Les résultats reflètent toutes les fois une quantité de paramètres différents donc ils sont incommensurables.

On ne peut pas compter sur eux en tant qu’appareil pour définir une norme.

L’expérimentation est une activité qui dure toute la vie.

L’ajustement n’existe que dans une tension vers une situation supposée très éphémère, un état transitoire. On tend à ajuster.

Avoir travaillé dans ces conditions sera une perte. Le travail produit de la perte.
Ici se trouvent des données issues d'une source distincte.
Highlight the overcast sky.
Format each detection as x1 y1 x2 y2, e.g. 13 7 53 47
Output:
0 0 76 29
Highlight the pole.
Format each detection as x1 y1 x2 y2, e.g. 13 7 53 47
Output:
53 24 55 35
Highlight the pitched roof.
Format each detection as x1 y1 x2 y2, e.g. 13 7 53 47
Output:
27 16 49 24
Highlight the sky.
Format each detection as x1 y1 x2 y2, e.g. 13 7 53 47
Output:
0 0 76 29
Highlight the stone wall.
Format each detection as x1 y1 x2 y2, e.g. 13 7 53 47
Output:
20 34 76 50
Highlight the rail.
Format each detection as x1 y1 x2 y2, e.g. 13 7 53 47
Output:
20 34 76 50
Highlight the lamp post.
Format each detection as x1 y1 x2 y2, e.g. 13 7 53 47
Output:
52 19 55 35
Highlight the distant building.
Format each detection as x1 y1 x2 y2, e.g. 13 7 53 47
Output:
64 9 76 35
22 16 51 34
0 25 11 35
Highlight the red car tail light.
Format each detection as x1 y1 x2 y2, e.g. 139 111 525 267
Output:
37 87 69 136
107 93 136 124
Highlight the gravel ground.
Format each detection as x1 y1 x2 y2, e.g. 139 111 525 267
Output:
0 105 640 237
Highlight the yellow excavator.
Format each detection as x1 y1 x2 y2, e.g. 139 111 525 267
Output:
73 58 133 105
Toutes les pertes s’accordent de la même façon à la loi de la vie.

La recherche d’ajustement a pour cadre le principe d’activité passive comme la voix est passive dans la forme grammaticale « je suis agie ». Activité passive, ou encore : action non agissante. Il s’agit bien de faire. Mais un faire retiré et sans éclat.
Il n’y a rien à en dire.

Hiver 2017.

Reprise.

Par le travail.

Un état de permanence près de rien.

S’approcher des résistances fragiles.

Toute fragilité s’assortit de résistance.

C’est ainsi que les choses les plus ténues seront celles qui habiteront les espaces les plus contraints.
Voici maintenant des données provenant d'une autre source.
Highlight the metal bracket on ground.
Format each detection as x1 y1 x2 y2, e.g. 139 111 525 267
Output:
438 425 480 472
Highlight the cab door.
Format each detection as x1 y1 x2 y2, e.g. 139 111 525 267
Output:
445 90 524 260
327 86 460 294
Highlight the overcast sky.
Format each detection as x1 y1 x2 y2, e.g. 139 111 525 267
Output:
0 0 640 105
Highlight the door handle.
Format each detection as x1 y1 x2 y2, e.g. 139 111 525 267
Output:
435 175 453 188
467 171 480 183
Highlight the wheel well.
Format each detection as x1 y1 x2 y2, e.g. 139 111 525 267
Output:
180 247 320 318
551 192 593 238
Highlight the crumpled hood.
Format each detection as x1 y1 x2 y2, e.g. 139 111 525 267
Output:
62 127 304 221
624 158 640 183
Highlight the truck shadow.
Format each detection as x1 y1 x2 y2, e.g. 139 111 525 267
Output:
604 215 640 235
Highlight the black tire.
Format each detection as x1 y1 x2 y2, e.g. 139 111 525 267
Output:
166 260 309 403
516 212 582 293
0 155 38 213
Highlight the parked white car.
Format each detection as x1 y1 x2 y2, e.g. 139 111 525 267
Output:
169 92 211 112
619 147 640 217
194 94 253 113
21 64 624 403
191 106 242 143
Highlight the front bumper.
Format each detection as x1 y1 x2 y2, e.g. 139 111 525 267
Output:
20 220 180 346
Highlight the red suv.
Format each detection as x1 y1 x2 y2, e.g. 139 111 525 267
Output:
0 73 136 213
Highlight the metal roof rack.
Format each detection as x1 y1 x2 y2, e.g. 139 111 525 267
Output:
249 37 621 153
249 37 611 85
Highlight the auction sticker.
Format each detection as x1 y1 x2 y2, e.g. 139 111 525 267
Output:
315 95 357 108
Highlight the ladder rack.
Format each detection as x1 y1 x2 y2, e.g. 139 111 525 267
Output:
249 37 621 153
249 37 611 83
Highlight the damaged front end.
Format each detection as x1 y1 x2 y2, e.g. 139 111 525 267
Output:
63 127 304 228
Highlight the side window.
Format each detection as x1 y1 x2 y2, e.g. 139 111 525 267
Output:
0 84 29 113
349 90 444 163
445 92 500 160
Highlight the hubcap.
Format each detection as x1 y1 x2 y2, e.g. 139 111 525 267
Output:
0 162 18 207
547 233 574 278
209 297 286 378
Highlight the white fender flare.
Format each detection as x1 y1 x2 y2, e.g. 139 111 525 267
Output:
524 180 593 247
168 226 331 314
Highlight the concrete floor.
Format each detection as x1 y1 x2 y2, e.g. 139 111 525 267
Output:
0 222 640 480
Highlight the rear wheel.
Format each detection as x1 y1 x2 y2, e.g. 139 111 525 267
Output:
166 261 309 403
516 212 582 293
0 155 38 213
Ce qui s’appelle chemise sera le résultat d’une soustraction à un entier demeurant aveugle et principalement stable.

Soustraction non diminutive. La résistance est intime. Elle est sociale.

Rester à l’endroit de la douleur et du travail comme équivalents étymologiques fait saisir que l’un ne se reverse pas dans l’autre.

La tenue qui en résultera sera très peu fiable.

Elle donnera ses lignes à l’espace de la même manière qu’avant la couture se sera pratiqué le bâti : geste provisoire destiné à donner une forme à l’assemblage du supposé vêtement.

Automne 2024.

Il vaut toujours mieux parler de tenue que de forme.

Printemps 2022.

Reprise.

Les derniers temps il a fait froid. Mes doigts étaient froids. Le matin j’ai espéré l’arrivée de temps plus aimable vers midi. Je m’y suis attendue.

C’est une position qui dure.

La promenade ne m’a absolument pas fatiguée.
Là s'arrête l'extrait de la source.